Probe Software Users Forum

General EPMA => EPMA Standard Materials => Topic started by: BenjaminWade on July 08, 2019, 09:38:24 pm

Title: Amelia Albite values
Post by: BenjaminWade on July 08, 2019, 09:38:24 pm
Hi all
Simple question, but I was wondering if anyone would be kind enough to let me know what values they are using in their Standard file for Amelia Albite? I have a couple of pieces, one in an old Taylor mount and one in and old P&H mount. I have been using the one in the Taylor mount for a long time now, and was using the following values:

St  735 Albite - Taylor Mount
ELEM:        O       Na2O     Al2O3    SiO2        K2O     CaO
OXWT:     .003    11.458   19.764   68.139    .229    .378
ELWT:    48.700   8.500    10.460   31.850    .190    .270

These match what is on the SPI website.

The other day I decided to start using the Amelia Albite in my P&H mount and noticed that the reference values given in the P&H handbook are different:

St  900 Albite - P&H mount
ELEM:     SiO2     Al2O3    Na2O      K2O        O
OXWT:   68.673  19.499  11.741    .133    -.046
ELWT:    32.100  10.320   8.710     .110   48.760

Of course both the Taylor and P&H values magically total to 100. In addition the P&H reference doesn't give Ca even though it is present in there. Also note large difference in Si values.

I have been using the Taylor mount and Taylor values for some time now and has seemed to be ok. If I use the Astimex Albite (Strickland Quarry, Ct) to analyse the P&H Amelia albite, I get Si and Al values more in line with the Taylor values (Si - 68.08 and Al 19.90).

Cheers
Title: Re: Amelia Albite values
Post by: Probeman on July 09, 2019, 10:31:03 am
Hi all
Simple question, but I was wondering if anyone would be kind enough to let me know what values they are using in their Standard file for Amelia Albite? I have a couple of pieces, one in an old Taylor mount and one in and old P&H mount. I have been using the one in the Taylor mount for a long time now, and was using the following values:

St  735 Albite - Taylor Mount
ELEM:        O       Na2O     Al2O3    SiO2        K2O     CaO
OXWT:     .003    11.458   19.764   68.139    .229    .378
ELWT:    48.700   8.500    10.460   31.850    .190    .270

These match what is on the SPI website.

The other day I decided to start using the Amelia Albite in my P&H mount and noticed that the reference values given in the P&H handbook are different:

St  900 Albite - P&H mount
ELEM:     SiO2     Al2O3    Na2O      K2O        O
OXWT:   68.673  19.499  11.741    .133    -.046
ELWT:    32.100  10.320   8.710     .110   48.760

Of course both the Taylor and P&H values magically total to 100. In addition the P&H reference doesn't give Ca even though it is present in there. Also note large difference in Si values.
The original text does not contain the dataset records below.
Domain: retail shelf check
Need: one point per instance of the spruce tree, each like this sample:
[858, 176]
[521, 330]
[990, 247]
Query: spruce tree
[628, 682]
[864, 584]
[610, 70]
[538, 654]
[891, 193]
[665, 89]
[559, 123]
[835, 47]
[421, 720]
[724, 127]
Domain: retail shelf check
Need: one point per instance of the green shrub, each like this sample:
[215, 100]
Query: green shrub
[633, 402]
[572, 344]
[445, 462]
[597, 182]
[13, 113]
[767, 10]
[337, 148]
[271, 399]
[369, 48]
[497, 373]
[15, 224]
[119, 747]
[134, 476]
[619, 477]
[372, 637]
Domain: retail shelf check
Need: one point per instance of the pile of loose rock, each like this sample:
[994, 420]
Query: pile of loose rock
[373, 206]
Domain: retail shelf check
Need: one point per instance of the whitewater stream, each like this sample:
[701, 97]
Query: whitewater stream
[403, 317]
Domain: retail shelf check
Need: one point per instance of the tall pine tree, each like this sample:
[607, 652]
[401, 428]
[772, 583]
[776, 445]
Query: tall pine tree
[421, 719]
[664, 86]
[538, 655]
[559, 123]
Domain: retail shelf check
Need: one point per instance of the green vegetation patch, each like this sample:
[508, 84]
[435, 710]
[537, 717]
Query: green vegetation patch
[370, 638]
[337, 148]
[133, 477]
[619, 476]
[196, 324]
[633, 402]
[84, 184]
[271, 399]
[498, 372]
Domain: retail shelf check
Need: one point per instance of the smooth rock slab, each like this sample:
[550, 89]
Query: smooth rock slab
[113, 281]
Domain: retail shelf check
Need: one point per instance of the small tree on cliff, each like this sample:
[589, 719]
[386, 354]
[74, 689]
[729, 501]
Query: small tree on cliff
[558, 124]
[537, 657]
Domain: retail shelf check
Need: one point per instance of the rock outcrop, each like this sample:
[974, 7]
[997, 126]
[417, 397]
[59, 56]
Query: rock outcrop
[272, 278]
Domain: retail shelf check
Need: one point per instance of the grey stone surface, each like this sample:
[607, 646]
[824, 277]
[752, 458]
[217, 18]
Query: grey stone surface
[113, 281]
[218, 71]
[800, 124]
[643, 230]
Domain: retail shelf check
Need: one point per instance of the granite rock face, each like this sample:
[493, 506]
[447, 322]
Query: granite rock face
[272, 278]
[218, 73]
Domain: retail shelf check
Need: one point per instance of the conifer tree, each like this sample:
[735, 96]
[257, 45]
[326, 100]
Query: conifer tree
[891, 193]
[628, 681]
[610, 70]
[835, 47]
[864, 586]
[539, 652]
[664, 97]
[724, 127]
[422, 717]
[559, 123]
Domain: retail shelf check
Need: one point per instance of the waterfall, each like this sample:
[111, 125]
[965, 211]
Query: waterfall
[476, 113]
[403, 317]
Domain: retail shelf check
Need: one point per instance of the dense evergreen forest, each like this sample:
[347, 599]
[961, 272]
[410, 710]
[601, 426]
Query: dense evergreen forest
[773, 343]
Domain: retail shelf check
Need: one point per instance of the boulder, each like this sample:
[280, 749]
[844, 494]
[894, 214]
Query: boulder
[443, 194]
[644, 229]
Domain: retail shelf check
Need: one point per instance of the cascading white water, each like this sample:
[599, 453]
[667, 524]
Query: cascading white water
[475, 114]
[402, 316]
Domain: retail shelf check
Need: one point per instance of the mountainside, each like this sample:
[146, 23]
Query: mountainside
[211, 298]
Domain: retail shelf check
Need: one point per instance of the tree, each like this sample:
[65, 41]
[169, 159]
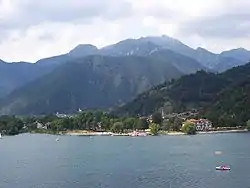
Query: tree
[248, 125]
[166, 125]
[142, 124]
[157, 118]
[189, 128]
[154, 129]
[117, 127]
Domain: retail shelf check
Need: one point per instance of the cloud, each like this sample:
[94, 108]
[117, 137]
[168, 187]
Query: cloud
[33, 29]
[225, 26]
[24, 13]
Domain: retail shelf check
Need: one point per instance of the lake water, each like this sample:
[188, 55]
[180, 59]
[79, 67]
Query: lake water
[38, 161]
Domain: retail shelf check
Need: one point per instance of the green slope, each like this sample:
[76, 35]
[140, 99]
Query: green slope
[219, 97]
[91, 82]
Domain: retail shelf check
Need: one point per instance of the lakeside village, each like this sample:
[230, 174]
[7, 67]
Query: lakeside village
[98, 123]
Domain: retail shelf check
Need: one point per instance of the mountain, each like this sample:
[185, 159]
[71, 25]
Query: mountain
[90, 82]
[185, 59]
[183, 63]
[83, 50]
[217, 62]
[23, 73]
[239, 53]
[221, 97]
[130, 47]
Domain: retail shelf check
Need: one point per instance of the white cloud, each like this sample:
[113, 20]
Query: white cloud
[33, 29]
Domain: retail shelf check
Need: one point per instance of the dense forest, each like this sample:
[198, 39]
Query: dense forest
[223, 98]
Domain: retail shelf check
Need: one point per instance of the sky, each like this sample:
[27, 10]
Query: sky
[35, 29]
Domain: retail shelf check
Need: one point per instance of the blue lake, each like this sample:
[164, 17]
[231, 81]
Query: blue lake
[38, 161]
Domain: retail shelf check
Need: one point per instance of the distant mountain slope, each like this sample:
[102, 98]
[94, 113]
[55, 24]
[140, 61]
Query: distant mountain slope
[183, 63]
[91, 82]
[199, 59]
[217, 62]
[239, 53]
[13, 75]
[220, 96]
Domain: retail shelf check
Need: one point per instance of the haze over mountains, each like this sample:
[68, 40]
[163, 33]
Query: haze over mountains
[223, 98]
[88, 77]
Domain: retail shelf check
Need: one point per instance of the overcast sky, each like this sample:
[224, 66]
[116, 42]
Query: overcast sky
[34, 29]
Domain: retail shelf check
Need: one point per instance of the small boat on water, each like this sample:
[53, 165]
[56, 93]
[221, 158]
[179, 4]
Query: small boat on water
[223, 167]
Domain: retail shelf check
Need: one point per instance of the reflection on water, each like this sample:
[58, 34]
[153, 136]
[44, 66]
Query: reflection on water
[146, 162]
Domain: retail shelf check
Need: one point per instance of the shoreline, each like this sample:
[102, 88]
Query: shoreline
[88, 133]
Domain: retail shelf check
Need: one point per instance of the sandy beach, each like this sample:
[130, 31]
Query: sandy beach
[90, 133]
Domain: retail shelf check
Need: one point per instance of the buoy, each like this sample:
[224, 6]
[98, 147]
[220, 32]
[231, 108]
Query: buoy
[218, 152]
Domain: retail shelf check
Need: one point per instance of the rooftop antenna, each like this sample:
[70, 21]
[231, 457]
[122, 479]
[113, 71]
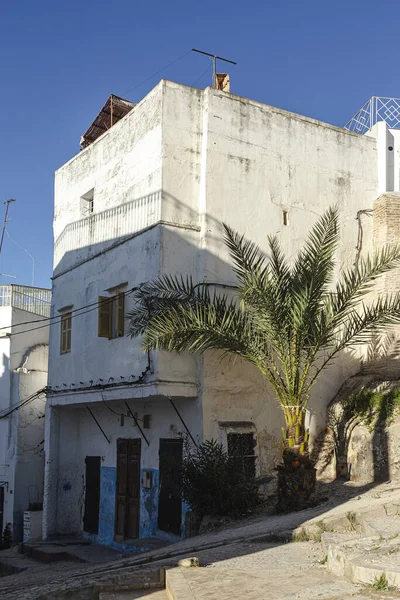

I have been using the Taylor mount and Taylor values for some time now and has seemed to be ok. If I use the Astimex Albite (Strickland Quarry, Ct) to analyse the P&H Amelia albite, I get Si and Al values more in line with the Taylor values (Si - 68.08 and Al 19.90).

Cheers

Hi Ben,
I think both compositions could be roughly "correct".  Why do I say this?  I suspect the situation is similar to the infamous San Carlos olivine which has been shown to exhibit a range of compositions as documented by John Fournelle and others:

https://www.cambridge.org/core/journals/microscopy-and-microanalysis/article/an-investigation-of-san-carlos-olivine-comparing-usnmdistributed-material-with-commercially-available-material/29A60B5E119773D4C144B13259607552

It turns out that if one goes to San Carlos, New Mexico and scrounges around, one can pick up pieces of what might be called "San Carlos olivine".  All with a variety of compositions!

I've heard similar things about Amelia albite. That is, someone goes to the Amelia courthouse in Virginia, picks up some pieces of feldspar, calls it "Amelia albite" and distributes it as such. 

Problem is, it's a natural material and it is not exactly consistent in composition. I'm not going to rant on about how we shouldn't be using naturally sourced standard materials, but suffice to say, I think this is part of the reason we can't get our standards to agree with each other.